One example that comes to mind is some GLS estimator that weights observations differently although that is not necessary when the Gauss-Markov assumptions are met (which the statistician may not know to be the case and hence apply still apply GLS).
Consider the case of a regression of $y_i$, $i=1,\ldots,n$ on a constant for illustration (readily generalizes to general GLS estimators). Here, $\{y_i\}$ is assumed to be a random sample from a population with mean $\mu$ and variance $\sigma^2$.
Then, we know that OLS is just $\hat\beta=\bar y$, the sample mean. To emphasize the point that each observation is weighted with weight $1/n$, write this as
$$
\hat\beta=\sum_{i=1}^n\frac{1}{n}y_i.
$$
It is well-known that $Var(\hat\beta)=\sigma^2/n$.
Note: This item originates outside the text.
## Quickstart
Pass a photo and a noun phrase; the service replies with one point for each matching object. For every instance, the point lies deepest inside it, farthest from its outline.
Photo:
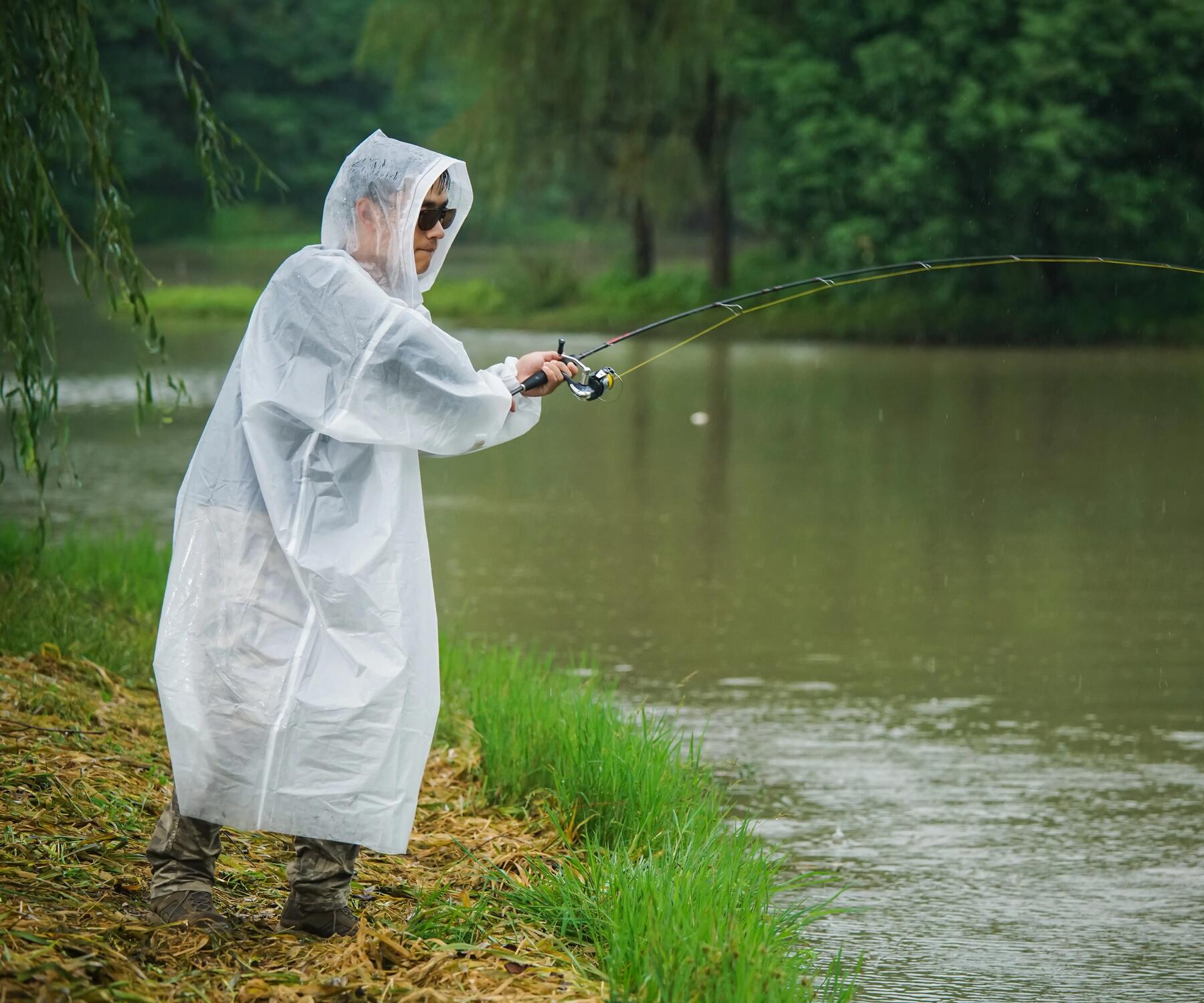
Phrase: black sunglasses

Now, consider another estimator which can be written as
$$
\tilde\beta=\sum_{i=1}^nw_iy_i,
$$
where the weights are such that $\sum_iw_i=1$. This ensures that the estimator is unbiased, as
$$
E\left(\sum_{i=1}^nw_iy_i\right)=\sum_{i=1}^nw_iE(y_i)=\sum_{i=1}^nw_i\mu=\mu.
$$
Its variance will exceed that of OLS unless $w_i=1/n$ for all $i$ (in which case it will of course reduce to OLS), which can for instance be shown via a Lagrangian:
\begin{align*}
L&=V(\tilde\beta)-\lambda\left(\sum_iw_i-1\right)\\
&=\sum_iw_i^2\sigma^2-\lambda\left(\sum_iw_i-1\right),
\end{align*}
with partial derivatives w.r.t. $w_i$ set to zero being equal to $2\sigma^2w_i-\lambda=0$ for all $i$, and $\partial L/\partial\lambda=0$ equaling $\sum_iw_i-1=0$. Solving the first set of derivatives for $\lambda$ and equating them yields $w_i=w_j$, which implies $w_i=1/n$ minimizes the variance, by the requirement that the weights sum to one.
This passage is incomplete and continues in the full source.